JEFFERSON – Lake Hopatcong has a history for being home to some very famous people. There’s Miss Lotta Crabtree, the celebrated vaudeville actress. Her home on Edgmere Avenue in Mount Arlington stands today as it did in the early 1900s. Then there is Joe Cook, another renowned actor of the 1920s and 1930s, who played host to the biggest names in the entertainment industry at his lake home, Sleepless Hollow. And Milton Berle who spent many summers at the Alamac Hotel.
On Thursday evening, July 10, before a capacity crowd in the Jefferson House banquet room, Marty Kane, president of the Lake Hopatcong Historical Society, narrated a visual program about other famous people who called the lake their home.

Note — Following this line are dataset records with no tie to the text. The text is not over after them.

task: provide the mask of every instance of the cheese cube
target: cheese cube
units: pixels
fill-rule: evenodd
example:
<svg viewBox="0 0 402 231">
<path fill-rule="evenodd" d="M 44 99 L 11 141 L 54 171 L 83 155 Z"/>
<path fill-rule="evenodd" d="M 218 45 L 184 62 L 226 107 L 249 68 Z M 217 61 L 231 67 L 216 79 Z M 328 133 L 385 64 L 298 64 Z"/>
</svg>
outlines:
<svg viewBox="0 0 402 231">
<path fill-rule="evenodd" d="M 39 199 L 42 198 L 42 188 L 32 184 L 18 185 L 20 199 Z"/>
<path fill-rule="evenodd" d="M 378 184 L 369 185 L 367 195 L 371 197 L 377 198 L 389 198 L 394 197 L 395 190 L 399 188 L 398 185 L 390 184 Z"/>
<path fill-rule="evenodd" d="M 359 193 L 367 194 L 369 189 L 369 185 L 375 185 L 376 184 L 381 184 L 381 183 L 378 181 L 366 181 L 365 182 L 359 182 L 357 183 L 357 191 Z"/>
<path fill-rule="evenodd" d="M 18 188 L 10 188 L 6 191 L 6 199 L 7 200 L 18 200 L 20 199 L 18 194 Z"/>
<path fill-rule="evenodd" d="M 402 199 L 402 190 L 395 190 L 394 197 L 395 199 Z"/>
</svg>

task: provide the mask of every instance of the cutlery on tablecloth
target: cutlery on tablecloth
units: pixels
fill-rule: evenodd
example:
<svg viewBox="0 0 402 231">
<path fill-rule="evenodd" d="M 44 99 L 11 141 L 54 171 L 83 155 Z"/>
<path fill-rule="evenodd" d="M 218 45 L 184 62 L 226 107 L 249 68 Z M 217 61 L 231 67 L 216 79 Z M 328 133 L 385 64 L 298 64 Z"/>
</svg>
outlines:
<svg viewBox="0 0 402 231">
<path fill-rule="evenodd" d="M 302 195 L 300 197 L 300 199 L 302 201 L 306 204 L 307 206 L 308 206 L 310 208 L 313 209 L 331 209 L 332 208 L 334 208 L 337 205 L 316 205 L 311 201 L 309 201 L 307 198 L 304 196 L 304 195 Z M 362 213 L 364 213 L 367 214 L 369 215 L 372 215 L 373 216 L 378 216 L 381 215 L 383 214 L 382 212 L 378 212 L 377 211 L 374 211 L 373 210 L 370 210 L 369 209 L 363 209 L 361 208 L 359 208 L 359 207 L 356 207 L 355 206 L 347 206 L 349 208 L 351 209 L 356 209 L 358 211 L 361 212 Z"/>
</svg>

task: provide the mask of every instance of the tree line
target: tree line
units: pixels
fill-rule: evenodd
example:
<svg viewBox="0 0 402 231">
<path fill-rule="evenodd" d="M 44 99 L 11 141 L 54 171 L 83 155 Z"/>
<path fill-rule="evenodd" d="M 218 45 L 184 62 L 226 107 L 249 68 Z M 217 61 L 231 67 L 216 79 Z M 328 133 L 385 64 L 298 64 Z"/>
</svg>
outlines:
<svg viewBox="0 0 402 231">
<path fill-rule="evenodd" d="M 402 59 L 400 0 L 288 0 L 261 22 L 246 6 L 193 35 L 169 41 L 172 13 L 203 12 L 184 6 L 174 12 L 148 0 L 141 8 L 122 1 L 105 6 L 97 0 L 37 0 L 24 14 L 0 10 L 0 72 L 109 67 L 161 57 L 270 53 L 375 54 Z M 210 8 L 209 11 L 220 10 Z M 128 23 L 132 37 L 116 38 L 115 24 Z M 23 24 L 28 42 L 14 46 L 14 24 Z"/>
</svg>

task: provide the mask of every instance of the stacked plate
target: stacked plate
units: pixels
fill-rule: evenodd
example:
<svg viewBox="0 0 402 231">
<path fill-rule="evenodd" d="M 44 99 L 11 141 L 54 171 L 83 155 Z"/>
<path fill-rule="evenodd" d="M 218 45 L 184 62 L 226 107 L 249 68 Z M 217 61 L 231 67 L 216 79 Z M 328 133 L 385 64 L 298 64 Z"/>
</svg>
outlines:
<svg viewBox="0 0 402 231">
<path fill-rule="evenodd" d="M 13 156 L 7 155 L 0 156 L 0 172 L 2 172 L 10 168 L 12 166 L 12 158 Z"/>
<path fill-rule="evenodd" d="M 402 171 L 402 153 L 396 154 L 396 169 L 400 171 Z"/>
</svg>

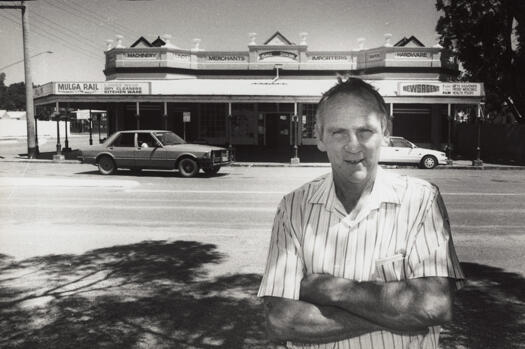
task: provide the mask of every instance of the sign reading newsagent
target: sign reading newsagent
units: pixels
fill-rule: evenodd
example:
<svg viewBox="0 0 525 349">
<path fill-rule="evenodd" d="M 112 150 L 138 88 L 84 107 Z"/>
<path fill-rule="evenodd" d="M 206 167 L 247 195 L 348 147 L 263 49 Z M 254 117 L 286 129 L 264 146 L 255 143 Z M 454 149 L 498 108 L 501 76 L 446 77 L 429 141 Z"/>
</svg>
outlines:
<svg viewBox="0 0 525 349">
<path fill-rule="evenodd" d="M 400 82 L 397 93 L 400 96 L 481 97 L 483 91 L 480 83 Z"/>
<path fill-rule="evenodd" d="M 144 95 L 150 94 L 149 82 L 56 82 L 57 95 Z"/>
</svg>

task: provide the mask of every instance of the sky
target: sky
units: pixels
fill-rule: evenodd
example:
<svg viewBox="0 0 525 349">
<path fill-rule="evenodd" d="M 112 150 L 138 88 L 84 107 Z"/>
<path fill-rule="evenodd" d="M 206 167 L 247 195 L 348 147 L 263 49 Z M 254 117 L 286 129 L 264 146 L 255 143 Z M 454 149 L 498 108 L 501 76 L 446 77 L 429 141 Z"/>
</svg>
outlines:
<svg viewBox="0 0 525 349">
<path fill-rule="evenodd" d="M 17 4 L 3 2 L 0 4 Z M 180 48 L 247 51 L 248 33 L 262 44 L 276 31 L 292 42 L 307 32 L 308 50 L 351 50 L 414 35 L 436 44 L 435 0 L 35 0 L 26 2 L 33 82 L 104 81 L 106 40 L 170 34 Z M 51 51 L 52 53 L 49 53 Z M 0 72 L 6 84 L 24 80 L 20 10 L 0 9 Z M 2 69 L 5 66 L 11 65 Z"/>
</svg>

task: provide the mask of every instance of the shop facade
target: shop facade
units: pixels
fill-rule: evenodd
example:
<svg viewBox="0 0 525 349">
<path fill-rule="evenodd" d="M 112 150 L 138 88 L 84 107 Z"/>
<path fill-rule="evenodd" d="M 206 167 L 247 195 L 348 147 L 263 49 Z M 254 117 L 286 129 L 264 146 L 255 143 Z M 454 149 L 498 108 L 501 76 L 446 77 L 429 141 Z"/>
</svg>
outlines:
<svg viewBox="0 0 525 349">
<path fill-rule="evenodd" d="M 481 83 L 447 82 L 456 62 L 416 38 L 352 51 L 309 51 L 279 32 L 247 51 L 179 49 L 160 38 L 108 47 L 103 82 L 52 82 L 35 89 L 37 115 L 107 110 L 108 133 L 167 129 L 192 142 L 275 157 L 315 159 L 315 111 L 337 78 L 360 77 L 384 97 L 391 134 L 442 149 L 458 105 L 479 108 Z M 282 159 L 280 159 L 282 160 Z"/>
</svg>

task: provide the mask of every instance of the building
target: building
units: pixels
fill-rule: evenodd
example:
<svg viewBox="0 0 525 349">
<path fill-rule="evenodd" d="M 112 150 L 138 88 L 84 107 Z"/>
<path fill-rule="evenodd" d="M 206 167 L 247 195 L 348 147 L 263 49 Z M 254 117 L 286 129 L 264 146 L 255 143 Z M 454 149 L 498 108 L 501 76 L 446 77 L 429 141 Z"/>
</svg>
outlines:
<svg viewBox="0 0 525 349">
<path fill-rule="evenodd" d="M 279 32 L 246 51 L 181 49 L 170 37 L 141 37 L 130 47 L 117 37 L 105 51 L 104 82 L 51 82 L 35 89 L 37 115 L 60 108 L 107 110 L 109 133 L 168 129 L 189 141 L 233 145 L 244 154 L 275 159 L 322 159 L 315 148 L 315 109 L 337 77 L 374 85 L 394 117 L 391 133 L 422 146 L 449 142 L 458 105 L 479 107 L 481 83 L 447 82 L 457 62 L 439 45 L 417 38 L 381 47 L 310 51 L 307 34 L 296 44 Z M 246 155 L 248 156 L 248 155 Z"/>
</svg>

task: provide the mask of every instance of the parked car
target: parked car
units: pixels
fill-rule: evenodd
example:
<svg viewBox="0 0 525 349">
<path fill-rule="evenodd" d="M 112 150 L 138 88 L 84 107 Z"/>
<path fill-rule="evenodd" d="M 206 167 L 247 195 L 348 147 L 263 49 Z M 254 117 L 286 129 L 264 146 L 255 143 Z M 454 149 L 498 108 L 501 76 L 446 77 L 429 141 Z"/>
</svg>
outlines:
<svg viewBox="0 0 525 349">
<path fill-rule="evenodd" d="M 417 164 L 421 168 L 445 165 L 447 156 L 437 150 L 419 148 L 403 137 L 388 137 L 381 147 L 380 163 Z"/>
<path fill-rule="evenodd" d="M 232 161 L 225 148 L 189 144 L 175 133 L 162 130 L 116 132 L 104 143 L 80 151 L 82 162 L 98 166 L 104 175 L 113 174 L 118 168 L 178 169 L 184 177 L 193 177 L 202 169 L 214 175 Z"/>
</svg>

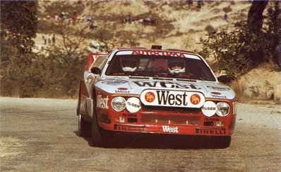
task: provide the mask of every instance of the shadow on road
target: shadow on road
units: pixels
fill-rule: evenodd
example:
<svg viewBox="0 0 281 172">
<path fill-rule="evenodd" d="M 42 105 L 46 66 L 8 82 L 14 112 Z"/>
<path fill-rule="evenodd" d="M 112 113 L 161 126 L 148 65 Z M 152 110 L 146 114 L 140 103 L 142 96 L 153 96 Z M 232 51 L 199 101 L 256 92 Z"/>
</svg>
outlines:
<svg viewBox="0 0 281 172">
<path fill-rule="evenodd" d="M 78 132 L 75 132 L 76 135 Z M 92 144 L 90 136 L 83 137 Z M 224 138 L 225 139 L 225 138 Z M 169 135 L 155 134 L 114 133 L 107 140 L 105 148 L 126 149 L 224 149 L 227 148 L 223 138 L 208 136 Z"/>
</svg>

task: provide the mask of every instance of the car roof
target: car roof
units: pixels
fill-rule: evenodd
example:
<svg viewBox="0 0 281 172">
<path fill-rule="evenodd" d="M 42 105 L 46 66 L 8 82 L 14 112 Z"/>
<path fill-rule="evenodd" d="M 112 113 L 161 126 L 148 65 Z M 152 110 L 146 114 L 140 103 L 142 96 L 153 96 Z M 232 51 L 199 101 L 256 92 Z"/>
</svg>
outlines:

Marty Kane begins his presentation, The Other Famous People of Lake Hopatcong, at the Jefferson House, Thursday.
There was the Pilcher family; father Lewis Stephen was a renowned surgeon who summered at the lake for 56 seasons and his son, Lewis Frederick, a professor and architect who designed the Adirondack-style Lake Hopatcong Yacht Club.

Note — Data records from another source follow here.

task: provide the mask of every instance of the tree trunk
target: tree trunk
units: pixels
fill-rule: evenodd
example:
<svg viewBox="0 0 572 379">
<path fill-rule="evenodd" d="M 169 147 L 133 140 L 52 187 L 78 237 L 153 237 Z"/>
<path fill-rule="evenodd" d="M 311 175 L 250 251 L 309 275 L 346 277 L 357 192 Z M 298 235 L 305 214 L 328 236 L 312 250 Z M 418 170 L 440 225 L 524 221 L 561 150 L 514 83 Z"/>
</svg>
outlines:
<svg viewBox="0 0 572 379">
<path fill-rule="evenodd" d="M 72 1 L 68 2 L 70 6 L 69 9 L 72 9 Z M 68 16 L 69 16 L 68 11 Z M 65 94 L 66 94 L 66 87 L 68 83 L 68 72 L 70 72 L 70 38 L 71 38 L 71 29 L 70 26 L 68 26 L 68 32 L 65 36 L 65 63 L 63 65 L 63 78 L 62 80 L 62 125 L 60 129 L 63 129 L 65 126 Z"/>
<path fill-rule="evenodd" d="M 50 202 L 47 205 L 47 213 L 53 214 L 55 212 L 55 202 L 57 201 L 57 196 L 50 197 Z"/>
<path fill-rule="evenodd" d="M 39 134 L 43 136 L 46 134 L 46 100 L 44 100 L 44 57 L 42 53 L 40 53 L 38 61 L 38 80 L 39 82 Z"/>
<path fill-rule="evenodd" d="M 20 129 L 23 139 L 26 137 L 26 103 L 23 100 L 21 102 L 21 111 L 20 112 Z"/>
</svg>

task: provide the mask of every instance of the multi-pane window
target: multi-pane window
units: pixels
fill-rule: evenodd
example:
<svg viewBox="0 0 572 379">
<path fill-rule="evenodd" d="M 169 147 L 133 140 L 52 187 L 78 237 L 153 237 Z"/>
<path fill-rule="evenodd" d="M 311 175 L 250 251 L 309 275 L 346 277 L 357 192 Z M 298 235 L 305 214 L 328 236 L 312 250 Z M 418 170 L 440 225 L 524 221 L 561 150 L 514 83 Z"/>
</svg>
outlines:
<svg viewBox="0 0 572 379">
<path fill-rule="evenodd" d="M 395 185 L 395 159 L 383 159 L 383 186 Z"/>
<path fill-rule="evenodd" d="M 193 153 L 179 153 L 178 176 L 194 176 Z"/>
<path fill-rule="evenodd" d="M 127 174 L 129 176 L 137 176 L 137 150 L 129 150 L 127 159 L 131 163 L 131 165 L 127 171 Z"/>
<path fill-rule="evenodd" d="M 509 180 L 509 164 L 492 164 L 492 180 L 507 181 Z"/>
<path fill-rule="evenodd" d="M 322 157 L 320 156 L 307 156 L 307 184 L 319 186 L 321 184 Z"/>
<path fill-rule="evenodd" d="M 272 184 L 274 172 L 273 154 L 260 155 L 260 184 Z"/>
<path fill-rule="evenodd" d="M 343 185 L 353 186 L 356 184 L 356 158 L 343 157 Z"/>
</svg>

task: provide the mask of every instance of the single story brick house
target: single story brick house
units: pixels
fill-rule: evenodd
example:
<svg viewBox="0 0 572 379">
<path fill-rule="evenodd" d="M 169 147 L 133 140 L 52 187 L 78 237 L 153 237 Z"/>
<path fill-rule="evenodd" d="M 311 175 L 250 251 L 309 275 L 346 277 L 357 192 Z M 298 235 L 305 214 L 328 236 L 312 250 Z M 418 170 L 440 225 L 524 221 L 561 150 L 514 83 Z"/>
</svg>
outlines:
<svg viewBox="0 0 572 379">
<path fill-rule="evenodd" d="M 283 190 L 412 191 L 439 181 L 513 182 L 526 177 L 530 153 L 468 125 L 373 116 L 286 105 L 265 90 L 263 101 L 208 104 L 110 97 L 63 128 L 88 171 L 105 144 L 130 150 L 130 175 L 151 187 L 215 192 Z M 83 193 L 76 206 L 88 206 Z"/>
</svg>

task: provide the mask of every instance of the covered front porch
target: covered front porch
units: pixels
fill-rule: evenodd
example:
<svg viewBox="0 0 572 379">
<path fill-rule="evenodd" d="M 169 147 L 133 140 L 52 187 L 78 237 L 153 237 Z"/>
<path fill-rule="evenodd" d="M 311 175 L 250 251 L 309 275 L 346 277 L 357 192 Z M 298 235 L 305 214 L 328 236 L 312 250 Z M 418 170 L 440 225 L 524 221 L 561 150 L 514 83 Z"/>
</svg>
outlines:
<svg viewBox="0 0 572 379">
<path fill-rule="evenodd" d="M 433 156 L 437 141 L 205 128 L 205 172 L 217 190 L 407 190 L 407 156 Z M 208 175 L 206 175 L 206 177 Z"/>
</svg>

Among the many authors and poets that gravitated to the lake was Rex Beach, a very successful adventure novelist who often wrote about Alaska, and who spent his summers at his Lake Hopatcong home, Mañana. Poet Edwin Markham had a cottage on Lakeside Boulevard and palled around with Hudson Maxim.
According to Kane, “sons of industries” were well represented at the lake: makers of fine hats, parasols and umbrellas, early pharmaceuticals and other leaders in industry flocked to the lake.
Albert Tilt, who owned a silk mill in Paterson, built a cottage in 1889, Bella Vista, in renowned Breslin Park on Windemere Avenue in Mount Arlington. The cottage was recently sold and had to be torn down but plans are in the works by the new owners to rebuild an exact replica, said Kane.
While the wealthy industrialists settled in Mount Arlington and Nolan’s Point, the Northwood section of the lake was known as an actor’s colony.
“It was a kind of village by itself with the Northwood Inn being the town hall,” said Kane as he switched through the slides of old photos, post cards and press clippings.
Its most famous resident was Bud Abbott, who stayed in Northwood until 1933, the year he teamed up with Lou Costello and made it big.
Kane finished his retrospective of "the other" famous lake people with a nod to the present, including the acknowledgement of renowned artist Greg Hildebrandt who lives in a house that is built
around the historic Sans Souci Castle at Elba Point.
The next historic presentation, Thomas Edison Returns to Lake Hopatcong, is scheduled for Saturday, September 20. It will be held at St. Jude Parish in Hopatcong. For tickets and information call 973-398-2616 or send an email to
info@lakehopatconghistory.com.
I remember my aunt telling us about Bud Abbott being either a neighbor or a bungalow guest and having a few short conversations with him. She said he was very quiet, wrote a lot, and often seemed to be depressed.
There was another distinct individual who lived in a stone house with lots of antiques, was very direct, and everyone back then, in the 1960s, knew her. She was an older woman and her name was Jenny, but she pronounced it as Yenny. I was 10 when my Aunt Emma took me with her on a visit and I was corrected forthwith after I called her Yenny.